We met six months ago in HumanaCore's waiting room.  I held a clipboard on my knee while trying to crowd the most troubling details of my recurring affliction—the howling fits, the arresting inability to give an albino lab rat's pink asshole about anything (sorry, I forget the clinical term)—into the small spaces on HumanaCore's questionnaire.

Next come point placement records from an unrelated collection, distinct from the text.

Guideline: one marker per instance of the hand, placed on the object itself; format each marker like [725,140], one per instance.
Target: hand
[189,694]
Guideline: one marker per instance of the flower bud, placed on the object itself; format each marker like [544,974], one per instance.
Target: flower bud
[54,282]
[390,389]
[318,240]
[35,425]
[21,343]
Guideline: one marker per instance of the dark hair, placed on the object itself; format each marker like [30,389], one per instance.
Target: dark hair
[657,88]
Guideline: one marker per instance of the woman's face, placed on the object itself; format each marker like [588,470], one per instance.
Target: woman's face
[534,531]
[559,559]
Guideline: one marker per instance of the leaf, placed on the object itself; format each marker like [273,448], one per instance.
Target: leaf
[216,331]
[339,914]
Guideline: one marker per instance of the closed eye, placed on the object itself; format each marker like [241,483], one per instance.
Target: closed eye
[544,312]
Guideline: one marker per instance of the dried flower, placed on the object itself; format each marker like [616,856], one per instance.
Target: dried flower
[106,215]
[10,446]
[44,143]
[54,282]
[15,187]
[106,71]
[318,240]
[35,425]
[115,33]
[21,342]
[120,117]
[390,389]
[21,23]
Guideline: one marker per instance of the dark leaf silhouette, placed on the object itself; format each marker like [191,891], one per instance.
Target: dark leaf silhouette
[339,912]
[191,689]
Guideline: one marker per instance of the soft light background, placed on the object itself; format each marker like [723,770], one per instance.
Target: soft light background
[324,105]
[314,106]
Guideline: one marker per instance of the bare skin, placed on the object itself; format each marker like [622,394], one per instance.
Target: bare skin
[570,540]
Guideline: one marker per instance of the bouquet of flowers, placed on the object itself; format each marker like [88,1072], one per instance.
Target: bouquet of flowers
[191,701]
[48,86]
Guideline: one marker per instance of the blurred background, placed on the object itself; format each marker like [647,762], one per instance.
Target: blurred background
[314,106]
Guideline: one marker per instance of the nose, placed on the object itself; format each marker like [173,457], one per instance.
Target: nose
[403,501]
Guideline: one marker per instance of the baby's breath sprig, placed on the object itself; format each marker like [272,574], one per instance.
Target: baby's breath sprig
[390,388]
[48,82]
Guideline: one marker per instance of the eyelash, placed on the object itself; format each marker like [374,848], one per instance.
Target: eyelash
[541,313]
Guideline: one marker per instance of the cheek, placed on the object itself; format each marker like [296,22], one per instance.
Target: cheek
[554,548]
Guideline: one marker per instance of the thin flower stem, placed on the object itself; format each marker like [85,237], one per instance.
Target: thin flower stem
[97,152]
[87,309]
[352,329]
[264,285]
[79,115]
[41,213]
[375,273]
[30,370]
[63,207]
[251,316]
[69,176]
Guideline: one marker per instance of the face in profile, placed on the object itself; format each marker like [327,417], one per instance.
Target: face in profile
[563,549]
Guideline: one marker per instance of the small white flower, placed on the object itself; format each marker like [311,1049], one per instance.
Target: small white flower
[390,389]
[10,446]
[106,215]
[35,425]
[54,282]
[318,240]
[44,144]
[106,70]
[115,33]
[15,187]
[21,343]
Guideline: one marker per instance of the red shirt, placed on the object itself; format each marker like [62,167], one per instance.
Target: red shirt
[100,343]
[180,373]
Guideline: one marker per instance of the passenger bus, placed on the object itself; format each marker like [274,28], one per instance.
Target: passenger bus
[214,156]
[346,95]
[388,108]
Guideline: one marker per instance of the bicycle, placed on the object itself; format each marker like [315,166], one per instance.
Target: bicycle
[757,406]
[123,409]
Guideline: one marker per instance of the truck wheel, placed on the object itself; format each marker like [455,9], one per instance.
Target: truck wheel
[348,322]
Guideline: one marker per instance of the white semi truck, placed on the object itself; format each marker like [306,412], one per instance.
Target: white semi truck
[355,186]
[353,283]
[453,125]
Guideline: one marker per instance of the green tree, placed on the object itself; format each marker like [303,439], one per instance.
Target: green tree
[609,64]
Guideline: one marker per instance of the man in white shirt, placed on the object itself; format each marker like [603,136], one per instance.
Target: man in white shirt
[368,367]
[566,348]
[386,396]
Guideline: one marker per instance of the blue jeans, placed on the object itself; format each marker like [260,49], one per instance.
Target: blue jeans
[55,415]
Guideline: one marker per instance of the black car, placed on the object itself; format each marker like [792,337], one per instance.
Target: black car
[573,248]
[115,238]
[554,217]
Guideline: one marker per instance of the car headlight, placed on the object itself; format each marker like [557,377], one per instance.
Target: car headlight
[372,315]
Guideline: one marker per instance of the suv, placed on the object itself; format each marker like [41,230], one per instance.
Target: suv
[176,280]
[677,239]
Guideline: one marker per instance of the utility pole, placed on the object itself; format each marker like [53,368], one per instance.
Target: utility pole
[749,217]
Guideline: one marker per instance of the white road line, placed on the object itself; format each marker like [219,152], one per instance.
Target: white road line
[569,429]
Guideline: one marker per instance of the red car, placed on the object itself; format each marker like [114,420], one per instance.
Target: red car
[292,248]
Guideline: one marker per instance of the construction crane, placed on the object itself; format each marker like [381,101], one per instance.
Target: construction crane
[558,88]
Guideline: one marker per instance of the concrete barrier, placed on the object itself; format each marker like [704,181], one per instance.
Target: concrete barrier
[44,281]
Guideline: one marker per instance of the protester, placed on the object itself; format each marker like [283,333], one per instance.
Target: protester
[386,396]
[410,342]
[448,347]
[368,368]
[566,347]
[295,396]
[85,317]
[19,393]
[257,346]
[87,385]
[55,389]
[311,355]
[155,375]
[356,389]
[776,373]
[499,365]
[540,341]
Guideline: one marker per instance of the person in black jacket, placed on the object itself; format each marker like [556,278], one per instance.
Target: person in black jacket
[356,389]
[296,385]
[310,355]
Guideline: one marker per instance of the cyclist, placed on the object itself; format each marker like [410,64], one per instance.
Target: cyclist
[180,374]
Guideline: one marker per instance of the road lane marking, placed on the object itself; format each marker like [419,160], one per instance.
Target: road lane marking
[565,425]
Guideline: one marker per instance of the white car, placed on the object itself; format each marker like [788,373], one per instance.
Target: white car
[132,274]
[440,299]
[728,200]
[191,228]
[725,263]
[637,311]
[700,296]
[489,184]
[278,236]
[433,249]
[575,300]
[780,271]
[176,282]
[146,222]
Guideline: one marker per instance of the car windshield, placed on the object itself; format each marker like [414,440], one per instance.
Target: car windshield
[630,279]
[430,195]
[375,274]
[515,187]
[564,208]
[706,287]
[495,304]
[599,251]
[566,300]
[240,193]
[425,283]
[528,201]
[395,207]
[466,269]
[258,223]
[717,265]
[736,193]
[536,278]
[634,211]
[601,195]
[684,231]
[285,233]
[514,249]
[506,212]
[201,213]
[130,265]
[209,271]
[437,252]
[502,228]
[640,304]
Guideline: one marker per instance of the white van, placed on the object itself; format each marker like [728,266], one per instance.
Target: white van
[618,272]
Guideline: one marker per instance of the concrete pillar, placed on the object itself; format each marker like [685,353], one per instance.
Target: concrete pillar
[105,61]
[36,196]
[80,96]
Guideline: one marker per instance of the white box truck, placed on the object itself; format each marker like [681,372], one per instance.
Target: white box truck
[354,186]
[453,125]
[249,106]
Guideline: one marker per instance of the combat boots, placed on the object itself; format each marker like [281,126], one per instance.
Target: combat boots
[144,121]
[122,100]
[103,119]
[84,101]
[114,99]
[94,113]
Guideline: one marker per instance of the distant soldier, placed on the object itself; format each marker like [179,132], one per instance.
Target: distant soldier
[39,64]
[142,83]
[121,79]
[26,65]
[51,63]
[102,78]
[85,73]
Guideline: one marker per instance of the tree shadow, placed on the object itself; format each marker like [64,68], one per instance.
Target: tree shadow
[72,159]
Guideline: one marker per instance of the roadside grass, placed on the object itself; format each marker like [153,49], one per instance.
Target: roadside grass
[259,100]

When I raised the pen they gave me to my lips, a warm hand sheathed in a clear plastic glove caught my wrist.   “Spirochetes everywhere,” said Butterfly Hu. “Free pens at HumanaCore aren't free.”

 

“Thanks,” I said.  “Forgot where I was.”

 

“S.A.D. like me?” she asked.

 

“Ask me in November.” 

 

HumanaCore drew blood, gave us meds and daily logbooks.  If we felt weak, we were to write it down.  If our bladders leaked, or our noses ran with verdigris snot, we were to write it down.  If we stopped sleeping, if our hearts raced, if we went blind, if we hallucinated, if we confused smell with taste or sight with sound, if we began to feel like God's favorite prophets or saviors, we were to write it down.  HumanaCore said that each day we should circle the picture that best reflected our mood; Butterfly Hu and I named each one of the little faces:  Hopeless Crying Man, Vaguely Dissatisfied With Everything Man, Zen Neutral Man, Mirthful Buddha Of Compassion Man, Blissed Out On Jesus Or Something Stronger Man.  “Look,” she said, pointing to the white margin on the left of Hopeless Crying Man, “they seem to have omitted I'm Going To Fucking End It If The Sun Doesn't Come Out Man.  What is the control group supposed to circle?”

 

On that first night, Butterfly Hu rolled from my arms and said (more to her bedroom wall than to me) “I just need to put it out there so you can start getting your head around it, dude.  If you got the placebos, you can't come around.  I hate depressed people.  They're selfish.  Soul eaters, really.”

 

These pills are better than last year's.  They leave the taste of saccharin and passion fruit on the tongue.  These pills don't show me Aztec gods, or golden rays of sun on a December night, or keep me from breaking up over the sight of a dead stray frozen by the roadside.  They only prop open a door somewhere inside of me so that something amusing could stop by for a visit.

 

Butterfly Hu won't answer her door, although with my ear pressed against it, I can hear her sobbing on the other side.  Against my cheek, her door feels feverish, and through the gap in the weather stripping leak the smells of a life neglected:  hair weighted down by human grease, armpits gone to seed, untended kitty litter, kitchen trash not carried to the dumpster. 

 

I will knock again.  When she appears in the doorway in food-stained flannel pajamas, and slippers that should have been pitched years ago, I will not wince.

 

These pills, these nameless pills, that HumanaCore gave to me, but not to Butterfly Hu, they focus me.  In time, I should be able to convince her that I am not the winter.